The Post is also reporting that according to the results of a new survey, people without a religion now make up 15% of the U.S. population; the only group that grew in every U.S. state since 2001. At the same time, the percentage of Americans identifying themselves as Christians has dropped to 76% of the population, down from 86% in 1990.

The harder they pray the deeper they will sink.


Deniz Bevan said...

I think you mean "President Obama's adminsitration is no better than its predecessors" - English, unlike German, doesn't have a neuter "it" to refer to people :-)


Thanks for noticing that. I've corrected the text.

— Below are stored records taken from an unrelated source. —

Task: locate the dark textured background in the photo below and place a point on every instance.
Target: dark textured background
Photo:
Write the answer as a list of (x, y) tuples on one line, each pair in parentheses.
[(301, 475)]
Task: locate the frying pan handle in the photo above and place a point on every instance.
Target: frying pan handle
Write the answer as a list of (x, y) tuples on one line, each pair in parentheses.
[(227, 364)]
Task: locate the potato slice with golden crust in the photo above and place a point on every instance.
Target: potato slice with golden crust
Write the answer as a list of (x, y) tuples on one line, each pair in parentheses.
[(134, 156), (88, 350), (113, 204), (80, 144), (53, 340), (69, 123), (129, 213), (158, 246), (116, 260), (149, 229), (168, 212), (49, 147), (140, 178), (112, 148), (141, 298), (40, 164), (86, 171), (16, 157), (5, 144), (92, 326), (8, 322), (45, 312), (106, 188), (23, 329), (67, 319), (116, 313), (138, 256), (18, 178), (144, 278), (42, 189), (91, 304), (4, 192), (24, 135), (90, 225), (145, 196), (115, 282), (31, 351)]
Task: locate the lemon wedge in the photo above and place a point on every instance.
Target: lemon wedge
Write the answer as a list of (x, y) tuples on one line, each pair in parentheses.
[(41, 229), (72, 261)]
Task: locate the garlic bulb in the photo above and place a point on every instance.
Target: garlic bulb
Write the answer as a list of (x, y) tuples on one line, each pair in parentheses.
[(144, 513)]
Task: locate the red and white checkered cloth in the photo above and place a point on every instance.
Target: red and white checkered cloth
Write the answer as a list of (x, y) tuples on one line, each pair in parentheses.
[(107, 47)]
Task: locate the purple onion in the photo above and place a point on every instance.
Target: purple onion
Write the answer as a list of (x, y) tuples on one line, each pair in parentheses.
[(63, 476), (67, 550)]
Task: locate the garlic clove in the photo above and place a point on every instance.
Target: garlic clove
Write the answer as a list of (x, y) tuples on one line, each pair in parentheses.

I was thinking of Obama himself, but then wanted to write the Obama Administration, but obviously got myself confused.

beetlesinthebush said...

I believe that the absolute and relative percentage of Christians who identified themselves as "evangelical" also rose, while those identifying themselves as Catholic or Protestant dropped.

In short, more people are either not choosing religion or are choosing its more radical elements - the country is becoming more polarized!


as an ironic postscript to my message, your word verification asked to enter the words 'cushol' - cuss hole?

JT said...

On the other hand, Obama seems to believe in science and is encouraging his policy makers to do so as well.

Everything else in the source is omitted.